Beijing: China on Friday said that it did not expel a New York Times correspondent and blamed his previous employer for the visa controversy as it failed to undertake the proper procedure when he quit that organisation.
NYT journalist Chris Buckley`s visa application has not been processed as an international news agency for which he worked for earlier or the American daily complied with regulations, Foreign Ministry spokesperson Hua Chunying told a media briefing here today.
Asked whether the denial of accreditation was due to the Times recent report about the accumulation of USD 2.7 billion assets by Chinese Premier Wen Jiabao, Hua said Beckley`s previous employer (Thomson Reuters) has not notified his decision to quit the organisation nor Buckley has returned his previous accreditation card, which was mandatory requirement.
"So we do not know who is Chris Buckley`s employer at the moment. Therefore his application as journalist of the NYT does not meet the regulations of the Chinese side. So there is no such thing of the rejection of visa extension and there is no such thing of Chris being expelled," she said.
"From recent reports of certain media we can see that, these media still looking at China through coloured lens. They report China with stereo type. We hope that they can keep up pace with China and report China in objective and just manners," she said.
Australian national Buckley, who worked in China for over a decade, had to leave for Hong Kong with his family towards the end of December after failing to secure the accreditation which is mandatory to get resident visa.
NYT also alleged that besides Buckley`s visa, China has also kept its new Beijing bureau chief Philip P Pan`s accreditation pending. Pan reportedly applied in March, but his visa has not been processed.

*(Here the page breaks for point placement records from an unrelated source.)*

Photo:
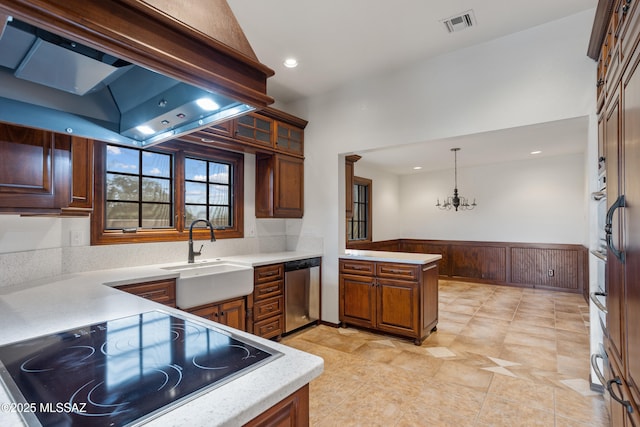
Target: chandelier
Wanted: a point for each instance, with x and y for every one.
(456, 201)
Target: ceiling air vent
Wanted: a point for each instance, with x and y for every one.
(459, 22)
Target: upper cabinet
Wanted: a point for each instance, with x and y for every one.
(279, 186)
(82, 177)
(277, 140)
(289, 138)
(35, 170)
(255, 129)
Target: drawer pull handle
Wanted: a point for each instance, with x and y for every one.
(596, 369)
(597, 302)
(608, 228)
(624, 403)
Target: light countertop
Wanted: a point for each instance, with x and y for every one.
(81, 299)
(402, 257)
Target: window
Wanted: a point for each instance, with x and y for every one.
(139, 189)
(207, 190)
(154, 195)
(359, 226)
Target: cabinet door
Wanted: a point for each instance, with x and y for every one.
(279, 186)
(289, 187)
(289, 138)
(254, 128)
(82, 161)
(357, 300)
(631, 216)
(397, 306)
(233, 314)
(35, 170)
(615, 268)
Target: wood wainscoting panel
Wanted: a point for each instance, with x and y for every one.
(478, 262)
(555, 266)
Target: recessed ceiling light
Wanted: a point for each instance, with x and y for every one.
(207, 104)
(291, 63)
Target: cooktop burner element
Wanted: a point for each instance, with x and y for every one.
(123, 371)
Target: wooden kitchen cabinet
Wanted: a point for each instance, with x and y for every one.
(35, 170)
(621, 133)
(397, 298)
(279, 186)
(289, 138)
(267, 301)
(231, 312)
(82, 177)
(255, 129)
(161, 291)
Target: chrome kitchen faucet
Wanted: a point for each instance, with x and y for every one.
(192, 253)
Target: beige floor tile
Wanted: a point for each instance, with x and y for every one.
(525, 338)
(486, 346)
(523, 392)
(499, 412)
(460, 373)
(480, 368)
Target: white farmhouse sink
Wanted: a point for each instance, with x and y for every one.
(208, 282)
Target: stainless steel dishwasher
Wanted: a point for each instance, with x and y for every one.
(301, 293)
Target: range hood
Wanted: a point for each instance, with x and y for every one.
(129, 72)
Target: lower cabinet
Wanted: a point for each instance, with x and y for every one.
(267, 301)
(400, 299)
(231, 312)
(162, 291)
(293, 410)
(621, 403)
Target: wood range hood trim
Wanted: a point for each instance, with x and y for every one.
(198, 42)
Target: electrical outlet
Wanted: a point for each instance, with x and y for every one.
(76, 237)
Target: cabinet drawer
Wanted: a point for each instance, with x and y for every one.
(268, 308)
(268, 273)
(363, 268)
(398, 271)
(269, 328)
(162, 291)
(268, 290)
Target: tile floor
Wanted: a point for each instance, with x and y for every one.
(501, 356)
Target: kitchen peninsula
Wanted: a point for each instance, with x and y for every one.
(48, 307)
(392, 292)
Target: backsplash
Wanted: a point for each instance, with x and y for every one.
(72, 253)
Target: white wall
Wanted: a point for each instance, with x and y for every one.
(535, 201)
(32, 248)
(386, 206)
(538, 75)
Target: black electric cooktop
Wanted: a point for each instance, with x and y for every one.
(122, 372)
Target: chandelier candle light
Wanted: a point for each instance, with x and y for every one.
(456, 201)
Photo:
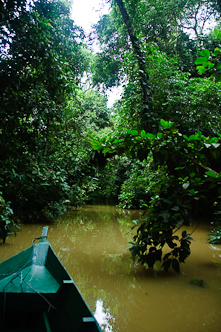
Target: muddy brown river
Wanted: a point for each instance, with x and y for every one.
(91, 243)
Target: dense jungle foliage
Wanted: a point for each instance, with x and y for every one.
(157, 148)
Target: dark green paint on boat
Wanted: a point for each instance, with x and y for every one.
(37, 294)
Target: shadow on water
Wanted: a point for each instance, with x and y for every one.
(91, 242)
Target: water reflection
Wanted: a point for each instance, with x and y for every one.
(103, 316)
(91, 243)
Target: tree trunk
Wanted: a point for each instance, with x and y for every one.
(144, 77)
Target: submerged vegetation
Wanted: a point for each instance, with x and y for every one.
(157, 148)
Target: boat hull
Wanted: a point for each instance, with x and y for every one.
(37, 294)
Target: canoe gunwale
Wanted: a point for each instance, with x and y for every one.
(58, 308)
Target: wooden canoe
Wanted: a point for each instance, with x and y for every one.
(37, 294)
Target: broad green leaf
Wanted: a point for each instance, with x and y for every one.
(186, 185)
(192, 192)
(212, 174)
(132, 132)
(205, 53)
(201, 69)
(200, 61)
(176, 265)
(143, 133)
(166, 124)
(149, 135)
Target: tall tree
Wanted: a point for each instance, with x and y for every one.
(144, 78)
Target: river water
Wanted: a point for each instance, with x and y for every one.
(91, 243)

Hua also denied any prevalence of press censorship in the media, while responding to question about allegations by Chinese journalists of Southern Weekly in Guangdong province that a Communist party official interfered in their reporting.
"No so called news censorship in China. Chinese government protects freedom of news report and has given full play to news media in terms of supervision," she said.
In an unprecedented action, several journalists of the weekly protested the interference by Tuo Zhen, the propaganda chief of Guangdong province in altering its New Year editorial removing all critical references. The journalists openly called for his removal.
All local media in China is controlled by the government and no private media has not yet been permitted.